I think in your case, if your SO is saying he isn’t ready, he may not be ready yet. I really wouldn’t get your hopes up, it would just lead to disappointment. I would try to focus on the good in your relationship now. If your SO has promised it will happen someday, I would just lift the pressure for now. If it’s something you feel strongly about, maybe a serious conversation after the holidays is what’s in order.

Post # 8
Member
700 posts
Busy bee
  • Wedding: May 2014

View original reply
DancinDarlin:  I’ve known of a few women who waited out their noncommittal boyfriends.  I know others that walked away and never looked back.  The latter seem a lot happier in their marriages.  

Post # 9
Member
3212 posts
Sugar bee
  • Wedding: September 2016

Let’s pretend marriage doesn’t exist.

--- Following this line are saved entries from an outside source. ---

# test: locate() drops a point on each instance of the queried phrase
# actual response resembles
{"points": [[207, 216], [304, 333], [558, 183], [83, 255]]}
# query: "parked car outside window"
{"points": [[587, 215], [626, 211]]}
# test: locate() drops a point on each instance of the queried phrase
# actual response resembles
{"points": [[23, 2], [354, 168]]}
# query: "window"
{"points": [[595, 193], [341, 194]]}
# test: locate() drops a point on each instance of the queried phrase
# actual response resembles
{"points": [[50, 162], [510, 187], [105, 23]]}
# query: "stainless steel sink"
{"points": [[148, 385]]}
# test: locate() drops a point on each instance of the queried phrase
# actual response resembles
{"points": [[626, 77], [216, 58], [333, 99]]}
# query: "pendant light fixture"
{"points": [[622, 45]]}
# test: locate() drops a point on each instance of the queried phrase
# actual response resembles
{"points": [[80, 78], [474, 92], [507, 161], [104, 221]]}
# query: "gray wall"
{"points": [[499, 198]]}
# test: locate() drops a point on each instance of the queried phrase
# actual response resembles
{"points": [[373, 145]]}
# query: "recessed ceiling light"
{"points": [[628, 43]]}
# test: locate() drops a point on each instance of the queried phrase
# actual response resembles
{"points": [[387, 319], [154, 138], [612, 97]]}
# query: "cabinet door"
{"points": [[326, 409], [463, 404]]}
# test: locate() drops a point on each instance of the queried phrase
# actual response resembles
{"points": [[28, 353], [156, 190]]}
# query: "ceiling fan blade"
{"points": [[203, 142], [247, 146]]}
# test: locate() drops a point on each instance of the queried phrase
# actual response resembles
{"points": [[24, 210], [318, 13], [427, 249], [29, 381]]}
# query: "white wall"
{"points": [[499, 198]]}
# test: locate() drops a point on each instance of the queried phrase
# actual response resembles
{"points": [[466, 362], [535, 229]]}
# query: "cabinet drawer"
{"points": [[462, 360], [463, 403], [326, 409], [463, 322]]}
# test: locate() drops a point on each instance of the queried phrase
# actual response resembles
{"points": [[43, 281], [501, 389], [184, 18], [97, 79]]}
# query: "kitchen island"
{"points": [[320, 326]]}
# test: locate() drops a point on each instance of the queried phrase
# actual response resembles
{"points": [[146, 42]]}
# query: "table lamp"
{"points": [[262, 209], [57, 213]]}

Do you feel like he is 100% in this relationship and committed to you? If yes, don’t stress. If no, I’d have a serious talk with him about how things are headed and why.

Post # 10
Hostess
592 posts
Busy bee
  • Wedding: October 2015

I may be in the small minority but my fiance did just that… He had the bring custom made and totally made me think marriage was a long way in the future.. Even on the drive to the location he proposed he said a comment about me having to wait a while for a ring, and 10 mins later he is asking me to spend the rest of my life with him… So in my case, he tried to throw me off by pretending marriage wasn’t happening soon when in reality he was planning it out the whole time.. It depends on the situation though, hopefully yours will turn out the way you hope!

Post # 11
Member
316 posts
Helper bee
  • Wedding: May 2014

View original reply
MrsMeowton:  Agreed! If it’s done in a playful way, then maybe he might be trying to hide it so you don’t guess. But if it’s completely serious, he’s probably just not there yet.

My DH and I would talk about “When we get married…” etc and then suddenly, the month before we got engaged he started saying “if we get married…” Apparently I was too close to figuring it out and he really wanted to surprise me. That being said, I could tell he was kind of toying with me in a silly way to confuse me rather than just suddenly having second thoughts.

Post # 12
Member
2782 posts
Sugar bee
  • Wedding: August 2012

No. Guys do that on Tv, and in romcoms. Not in real life.

If he says he isn’t ready to get married,  it’s because he isn’t ready to get married. 

Post # 13
Member
37 posts
Newbee
  • Wedding: April 2015

My fiancé and I definitely agreed engagement was in our future, but he did have me believing that it was going to be a year or so down the road. We had only been dating a little over 2 years, so I wasn’t in a huge hurry. However he completely surprised me with the proposal. The way he was talking before the proposal made me think it wouldn’t happen anytime soon. We didn’t really talk specifics though, so I don’t know if he was trying to actively throw me off the trail or if I was just assuming when he talked about “the future” that it meant a ways off. 

Post # 14
Member
5362 posts
Bee Keeper
  • Wedding: May 2016

My friend had this happen. They’ve been together for 5 years and everytime she would bring up marriage he would change the subject and honestly made her believe that it would never happen. She gave up all hope. He proposed on Thanksgiving night in front of all her family!

Post # 15
Member
9527 posts
Buzzing Beekeeper

While I don’t doubt that it ever happens (I mean, there are a couple examples on this thread of it happening), I think these cases are rare exceptions.

If my SO was expressing any “iffyness” on marriage, I’d sooner default to him actually being iffy on marriage rather than him just throwing me off.

The latter is just pretty unlikely and would only put me up for disappointment.